Already indicted on state financial crimes in New York and federal classified document charges in Florida, Trump has been vocal about potential charges stemming from the insurrection.
He has raised the specter of violence, reminiscent of the events that unfolded on January 6 when his supporters stormed the Capitol building.
“I think it’s a very dangerous thing to even talk about because we do have a tremendously passionate group of voters, much more passion than they had in 2020 and much more passion than they had in 2016,” Trump said in an interview late last week on Iowa’s The Simon Conway Show.
“I think it would be very dangerous,” he asserted.
The twice-impeached former president’s legal team reportedly received a target letter on July 18 from the special counsel.
A grand jury is reportedly hearing the case against Trump.
The target letter mentioned three statutes that could form the basis for prosecution, conspiracy to defraud the government, obstruction of an official proceeding, and a civil-rights violation often used in voting-fraud cases.
Several news outlets reported that those charges suggest that prosecutors may believe they have evidence of Trump collaborating with others to undermine President Joe Biden’s 2020 election victory.
Legal experts speculate that Trump could face charges under statutes passed following the Civil War, originally designed to prosecute conspiracies aimed at depriving newly freed Black people of their voting rights.
Federal prosecutors have already successfully utilized one of these statutes in a case against a Trump supporter involved in voter suppression during the 2016 presidential election.
According to several legal analysts, Trump’s alleged efforts to overturn the 2020 election results, including pressuring state officials and promoting false electorate slates, could fall under these statutes.
Trump also could face charges of defrauding the government, which prohibits obstructing a lawful function of the government through deceitful means.
A federal judge previously suggested that Trump’s post-election conduct might have violated this law.
According to the Wall Street Journal, another charge prosecutors might bring is obstruction of an official proceeding, a provision in the 2002 Sarbanes-Oxley Act designed to address evidence tampering.
The Justice Department has employed that charge against many rioters involved in the January 6 incident.

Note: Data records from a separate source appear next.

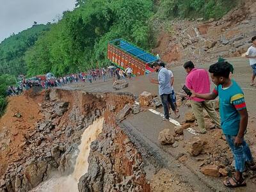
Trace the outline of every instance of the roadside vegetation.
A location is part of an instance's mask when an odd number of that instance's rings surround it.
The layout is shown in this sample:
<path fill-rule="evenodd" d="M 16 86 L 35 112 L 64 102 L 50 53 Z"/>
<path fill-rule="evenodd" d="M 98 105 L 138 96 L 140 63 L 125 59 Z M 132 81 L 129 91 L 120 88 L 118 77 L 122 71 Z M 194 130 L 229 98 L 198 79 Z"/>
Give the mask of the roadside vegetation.
<path fill-rule="evenodd" d="M 152 20 L 219 19 L 237 1 L 77 0 L 76 8 L 64 12 L 58 22 L 35 22 L 0 44 L 0 109 L 6 106 L 4 89 L 15 83 L 10 80 L 14 77 L 49 72 L 58 76 L 106 66 L 109 40 L 123 38 L 150 51 L 156 38 Z M 167 28 L 172 33 L 172 26 Z"/>

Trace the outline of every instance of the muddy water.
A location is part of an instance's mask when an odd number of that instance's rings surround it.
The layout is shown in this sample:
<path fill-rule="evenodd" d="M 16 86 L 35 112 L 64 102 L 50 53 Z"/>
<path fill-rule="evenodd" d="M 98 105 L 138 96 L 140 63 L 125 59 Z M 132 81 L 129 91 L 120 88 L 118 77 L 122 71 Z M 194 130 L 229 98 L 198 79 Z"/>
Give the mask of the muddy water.
<path fill-rule="evenodd" d="M 78 192 L 77 184 L 81 176 L 88 170 L 88 157 L 90 145 L 95 140 L 102 131 L 103 118 L 99 119 L 85 129 L 79 146 L 79 153 L 76 159 L 75 168 L 72 174 L 67 177 L 54 177 L 40 184 L 31 192 Z"/>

In the event of any charges related to the 2020 election, the trial would likely occur in Washington, D.C., close to the U.S. Capitol that Trump’s supporters besieged.
Trump and his legal team have previously voiced concerns about potential bias from a Democratic-leaning jury pool in the nation’s capital.
Should a criminal trial proceed, the Wall Street Journal said it would encompass a broader range of evidence, with less classified information involved.